One of my personal favorite parts of the festival were the dance workshops which spanned most of Saturday in the dance tent. From clogging to salsa, beginners lessons in a variety of styles were provided for festival-goers, whether you’d brought a dancing partner or not. After choosing whether you wanted to be the leader or the follower (no matter your gender orientation), the lesson would begin just in time to learn a few steps before the next band went on.
It was after each lesson that the fun really began. Once the lessons were finished, a band which corresponded with that style of music would take the stage, and the dancers would get to strut their stuff. Though I was born with two left feet, I still twirled my way throughout the dance tent, only stepping on a few very understanding toes through the sets of the Resonant Rogues and Locos Por Juana.
Between the various musical acts, there was also plenty of food to sample. From the warm and comforting vegan options of Kerala Curry to the loaded nachos of Cilantro Mexican Cuisine, the festival lent itself to a pretty incredible food tour. After trying nearly every truck, I have to say that the tater tots from American Meltdown were my festival favorite, and quite possibly were the greatest tots I will ever eat.
With all of the sounds, sights and smells, the festival could get a bit overwhelming. Luckily, the founders of Shakori Hills had thought of this, and had set apart places for meditation and relaxation. This included yoga, massages and natural healers who offered their services to all festival-goers. One of the more beautiful areas for healing involved the Peace Park, a small section of the grounds which were intended for patrons to sit and talk about peace in a quiet, more solitary area before returning to the exciting and stimulating sights of Shakori.
Overall, the most wonderful part of Shakori Hills is the magic.

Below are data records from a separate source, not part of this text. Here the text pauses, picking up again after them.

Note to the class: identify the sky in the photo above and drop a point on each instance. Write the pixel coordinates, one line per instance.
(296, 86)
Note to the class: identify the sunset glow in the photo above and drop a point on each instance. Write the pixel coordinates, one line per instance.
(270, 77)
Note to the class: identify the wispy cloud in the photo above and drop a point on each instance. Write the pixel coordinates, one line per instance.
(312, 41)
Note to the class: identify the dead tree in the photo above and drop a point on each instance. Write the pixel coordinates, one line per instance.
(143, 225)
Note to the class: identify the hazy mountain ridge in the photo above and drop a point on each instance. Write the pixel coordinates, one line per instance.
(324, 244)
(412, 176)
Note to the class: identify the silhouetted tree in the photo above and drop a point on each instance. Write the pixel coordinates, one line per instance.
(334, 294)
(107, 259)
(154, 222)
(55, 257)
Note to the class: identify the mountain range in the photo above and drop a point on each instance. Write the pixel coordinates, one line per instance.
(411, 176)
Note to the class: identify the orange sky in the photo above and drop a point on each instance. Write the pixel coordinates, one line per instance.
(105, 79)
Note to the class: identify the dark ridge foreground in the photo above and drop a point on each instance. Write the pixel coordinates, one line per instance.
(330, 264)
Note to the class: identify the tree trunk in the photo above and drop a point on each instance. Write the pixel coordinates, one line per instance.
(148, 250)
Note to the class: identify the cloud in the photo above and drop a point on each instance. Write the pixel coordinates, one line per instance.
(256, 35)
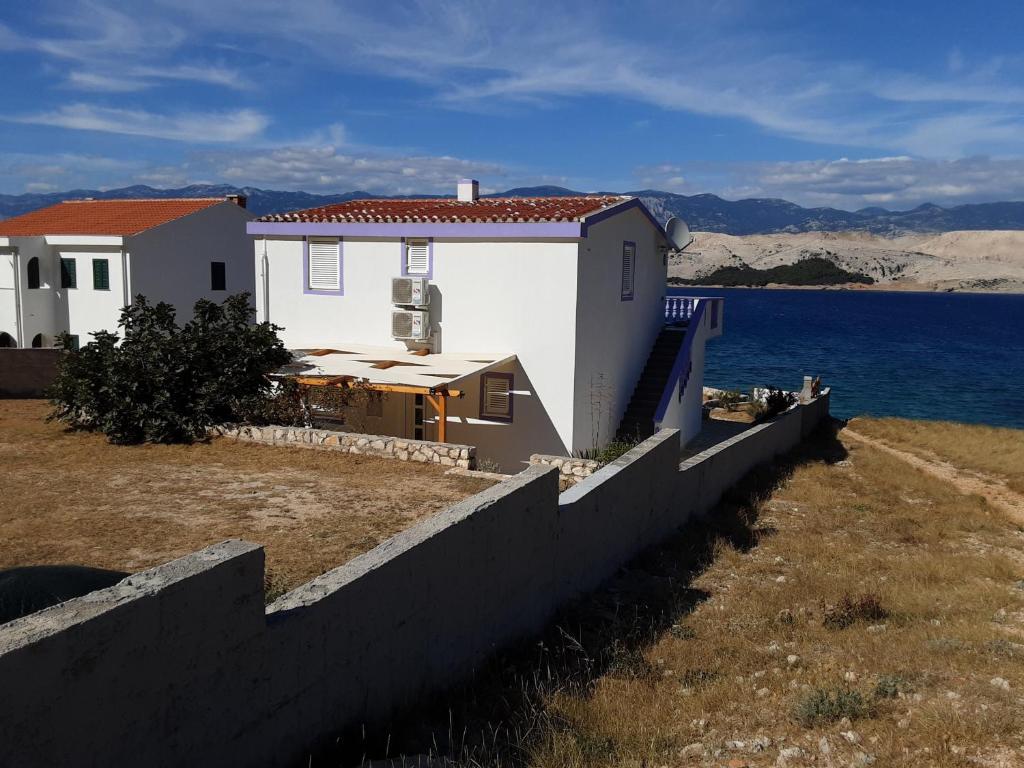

From walking through a forest of Jack-o-Lanterns that adorn the trees like a scene from Harry Potter, to the sounds of laughter and music that echo into the sky throughout the night, long after the bands have packed up. Shakori feels like another universe just a few miles from home, a universe built on joy and the kind of unconditional love that seems to become so rare in adulthood.
After the midday parade on Saturday, I spoke with Mystic Waters from The Bulltown Strutters about the energy of Shakori Hills. With a smile that reached ear to ear, he summed up the festival with words that represented what everyone seemed to be feeling. “Shakori is the place where you can be free, let go, put your feet into the mud, let the rain baptize you, and let the spirit move you… I mean what a place for the hippies! For the new age hippies to be free. This is where you need to be at.”